Spécificité des personnes atteintes de cancer face à l'emploi

Un cancer se caractérise par un développement anarchique et ininterrompu de cellules « anormales » dans l'organisme, qui peuvent migrer dans d'autres parties du corps. Cette pathologie varie beaucoup aussi bien dans ses expressions cliniques qu’en fonction de la localisation et du type de cancer.

L'incidence des cancers a été estimée en 2000 à 278 000, dont 58 % chez l'homme (rapport : évolution de l'incidence et de la mortalité par cancer de 1978 à 2000). Si les cancers représentent globalement la deuxième cause de mortalité en France derrière les affections cardiovasculaires, plus de la moitié des cancers sont guéris (3/4 chez l'enfant). C'est la première cause de mortalité chez l'homme (33,2 %) et la seconde chez la femme (23,4 %). Les cancers les plus fréquents sont par ordre de fréquence chez l'homme les cancers de la prostate, des voies aéro-digestives supérieures (VADS), du poumon, colo-rectaux et chez la femme les cancers du sein, colo-rectaux, de l'utérus, des poumons. 4 cancers sur 10 surviennent avant 65 ans.
Le pronostic des cancers est variable d'une localisation à l'autre, et pour une même localisation en fonction du stade au moment du diagnostic du cancer.

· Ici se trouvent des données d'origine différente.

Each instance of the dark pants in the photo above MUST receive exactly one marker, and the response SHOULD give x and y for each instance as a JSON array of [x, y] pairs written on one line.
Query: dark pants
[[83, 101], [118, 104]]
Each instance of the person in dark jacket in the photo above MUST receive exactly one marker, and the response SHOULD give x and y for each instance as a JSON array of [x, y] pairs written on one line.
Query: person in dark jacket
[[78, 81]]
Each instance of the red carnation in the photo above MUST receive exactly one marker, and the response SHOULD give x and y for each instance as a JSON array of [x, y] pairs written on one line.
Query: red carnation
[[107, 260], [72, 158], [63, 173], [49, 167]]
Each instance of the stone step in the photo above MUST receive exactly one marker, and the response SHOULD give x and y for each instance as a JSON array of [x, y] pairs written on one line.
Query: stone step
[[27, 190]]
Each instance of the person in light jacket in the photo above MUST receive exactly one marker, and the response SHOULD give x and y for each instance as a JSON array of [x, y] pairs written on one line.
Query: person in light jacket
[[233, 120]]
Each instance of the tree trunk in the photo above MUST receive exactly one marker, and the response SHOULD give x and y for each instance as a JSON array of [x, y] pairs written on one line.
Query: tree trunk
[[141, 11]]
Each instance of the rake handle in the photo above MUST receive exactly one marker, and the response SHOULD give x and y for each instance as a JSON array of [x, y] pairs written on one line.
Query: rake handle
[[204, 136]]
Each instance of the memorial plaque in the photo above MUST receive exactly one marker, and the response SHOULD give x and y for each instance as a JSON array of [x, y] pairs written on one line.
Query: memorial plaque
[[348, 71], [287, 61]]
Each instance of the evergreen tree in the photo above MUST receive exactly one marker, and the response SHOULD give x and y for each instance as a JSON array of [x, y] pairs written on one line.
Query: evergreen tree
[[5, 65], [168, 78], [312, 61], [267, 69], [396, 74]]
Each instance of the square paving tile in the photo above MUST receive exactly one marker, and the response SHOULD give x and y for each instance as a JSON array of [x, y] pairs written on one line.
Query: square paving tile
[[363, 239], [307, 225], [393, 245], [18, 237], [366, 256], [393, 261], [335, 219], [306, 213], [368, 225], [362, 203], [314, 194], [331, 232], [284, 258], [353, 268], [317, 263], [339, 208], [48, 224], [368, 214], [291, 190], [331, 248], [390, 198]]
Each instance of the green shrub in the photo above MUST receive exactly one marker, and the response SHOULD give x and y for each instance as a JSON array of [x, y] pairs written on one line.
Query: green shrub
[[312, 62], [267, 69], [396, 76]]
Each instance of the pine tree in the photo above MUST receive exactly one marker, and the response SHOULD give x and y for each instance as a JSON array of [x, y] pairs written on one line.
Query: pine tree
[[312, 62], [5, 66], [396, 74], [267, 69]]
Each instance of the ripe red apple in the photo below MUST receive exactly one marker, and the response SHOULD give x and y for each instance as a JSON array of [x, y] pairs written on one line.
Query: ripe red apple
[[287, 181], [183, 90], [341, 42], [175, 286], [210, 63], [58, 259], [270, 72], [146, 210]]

Les conséquences d’un cancer sur la vie quotidien et plus particulièrement dans le monde du travail.
Le retentissement du cancer sur la vie courante est variable selon le type de cancer, la localisation, la phase de la maladie et selon les traitements reçus.
D’une manière générale, les personnes atteintes d’un cancer sont concernées à divers degrés par :
- l’asthénie liée à la maladie, aux traitements, au retentissement psychologique. Une fatigabilité persiste souvent alors même que le traitement est terminé.
- la douleur induite par la maladie et/ou les traitements.
- la modification de l’image corporelle (peau sèche, alopécie, pâleur cutanée, amaigrissement, conséquences mutilantes de la chirurgie….). 
- les conséquences psychologiques liées à l’annonce de la maladie, à la durée de la maladie, au pronostic. L’absence de prévision à moyen terme de l’évolution et du traitement est source d’angoisses, en particulier lors des bilans. On peut observer une anxiété, des troubles du sommeil, de la mémoire et de la concentration, un syndrome dépressif, parfois même alors que le cancer est guéri. 
-  d’autres conséquences sont possibles : troubles sexuels, troubles digestifs, ostéo-articulaires, cardiologiques…
-  les traitements, entraînent par eux même des effets secondaires et des séquelles comme c’est le cas avec la chirurgie (amputation osseuse, des cordes vocales, sein… ; douleurs, inflammation, rétraction, colostomie, lymphoedèmes).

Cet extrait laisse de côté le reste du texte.